Click the microphone button to start voice input. Speak your question and it will be transcribed automatically.
Enable "Auto-speak" to have responses read aloud automatically. You can also click the speaker icon on individual messages to have them read.
- "How do React hooks work?"
- "What is machine learning?"
- "Best practices for Python"
- "Explain async/await in JavaScript"
| Endpoint | Method | Description |
|---|---|---|
/chat |
POST | Send message, get response with sources |
/chat/stream |
POST | Streaming response (SSE) |
/conversations |
GET | List all conversations |
/conversations/{id} |
GET | Get conversation history |
/conversations/{id} |
DELETE | Delete conversation |
/health |
GET | Health check |
curl -X POST http://localhost:8000/chat \
-H "Content-Type: application/json" \
-d '{"message": "How do I use React hooks?"}'{
"response": "Based on my research, React hooks allow you to use state and other React features in functional components...",
"sources": [
{
"type": "youtube",
"title": "React Hooks Tutorial",
"url": "https://youtube.com/...",
"snippet": "The useState hook lets you..."
},
{
"type": "stackoverflow",
"title": "Best practices for useEffect",
"url": "https://stackoverflow.com/...",
"snippet": "Always include dependencies..."
}
],
"conversation_id": "uuid-here",
"message_id": "uuid-here"
}See .env.example for all available configuration options:
| Variable | Description | Default |
|---|---|---|
ANTHROPIC_API_KEY |
Anthropic API key | Required |
APIFY_API_TOKEN |
Apify API token | Required |
CLAUDE_MODEL |
Claude model to use | claude-sonnet-4-20250514 |
MAX_SOURCES_PER_TYPE |
Max sources per type | 5 |
MAX_TOTAL_SOURCES |
Max total sources | 15 |
learning-agent/
├── frontend/ # Next.js application
│ ├── app/ # App router pages
│ ├── components/ # React components
│ ├── hooks/ # Custom React hooks
│ └── lib/ # API client
│
├── backend/ # FastAPI application
│ ├── agent/ # Agent orchestrator
│ ├── scrapers/ # Source scrapers
│ ├── memory/ # SQLite + ChromaDB
│ └── models/ # Pydantic schemas
│
├── docker-compose.yml # Docker setup
├── .env.example # Environment template
└── README.md # This file
- Ensure you're using a supported browser (Chrome, Edge, Safari)

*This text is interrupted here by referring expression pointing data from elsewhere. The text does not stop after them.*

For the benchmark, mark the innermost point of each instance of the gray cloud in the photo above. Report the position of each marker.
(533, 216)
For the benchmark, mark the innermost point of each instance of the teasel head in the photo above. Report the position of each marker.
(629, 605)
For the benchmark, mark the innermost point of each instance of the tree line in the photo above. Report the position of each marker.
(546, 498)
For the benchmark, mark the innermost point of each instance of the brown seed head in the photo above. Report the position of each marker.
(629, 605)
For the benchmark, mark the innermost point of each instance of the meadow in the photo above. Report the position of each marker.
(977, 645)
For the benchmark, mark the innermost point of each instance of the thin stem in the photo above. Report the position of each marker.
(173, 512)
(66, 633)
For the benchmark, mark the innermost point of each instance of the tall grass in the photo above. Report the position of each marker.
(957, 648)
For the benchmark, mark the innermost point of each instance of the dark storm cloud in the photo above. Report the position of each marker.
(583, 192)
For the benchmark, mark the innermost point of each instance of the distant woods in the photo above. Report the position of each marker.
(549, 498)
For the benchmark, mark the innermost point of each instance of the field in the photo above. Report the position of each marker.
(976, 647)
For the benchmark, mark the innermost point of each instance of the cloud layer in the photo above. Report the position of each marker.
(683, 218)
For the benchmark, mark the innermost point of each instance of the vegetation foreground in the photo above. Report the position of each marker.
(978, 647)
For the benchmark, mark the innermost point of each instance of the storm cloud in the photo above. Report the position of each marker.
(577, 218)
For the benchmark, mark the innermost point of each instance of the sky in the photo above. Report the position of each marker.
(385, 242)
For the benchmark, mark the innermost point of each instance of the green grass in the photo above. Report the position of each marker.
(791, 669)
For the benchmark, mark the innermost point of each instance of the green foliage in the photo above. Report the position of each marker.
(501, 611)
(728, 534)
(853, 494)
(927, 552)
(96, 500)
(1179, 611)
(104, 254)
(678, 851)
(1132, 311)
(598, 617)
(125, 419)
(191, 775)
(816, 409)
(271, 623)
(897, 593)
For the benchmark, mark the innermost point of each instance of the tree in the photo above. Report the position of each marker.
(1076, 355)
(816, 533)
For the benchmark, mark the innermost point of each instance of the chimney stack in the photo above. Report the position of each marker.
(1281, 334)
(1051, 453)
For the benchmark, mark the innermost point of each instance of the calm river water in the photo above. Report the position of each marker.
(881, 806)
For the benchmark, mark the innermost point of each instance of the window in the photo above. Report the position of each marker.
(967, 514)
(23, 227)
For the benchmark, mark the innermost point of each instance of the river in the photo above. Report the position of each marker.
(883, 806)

- Grant microphone permissions when prompted
- Check if another application is using the microphone
- Verify the backend is running on port 8000
- Check that CORS is properly configured
- Ensure your API keys are correct
- Some queries may not return results from all sources
- Try rephrasing your question
- Check your Apify API token quota
MIT License - see LICENSE file for details.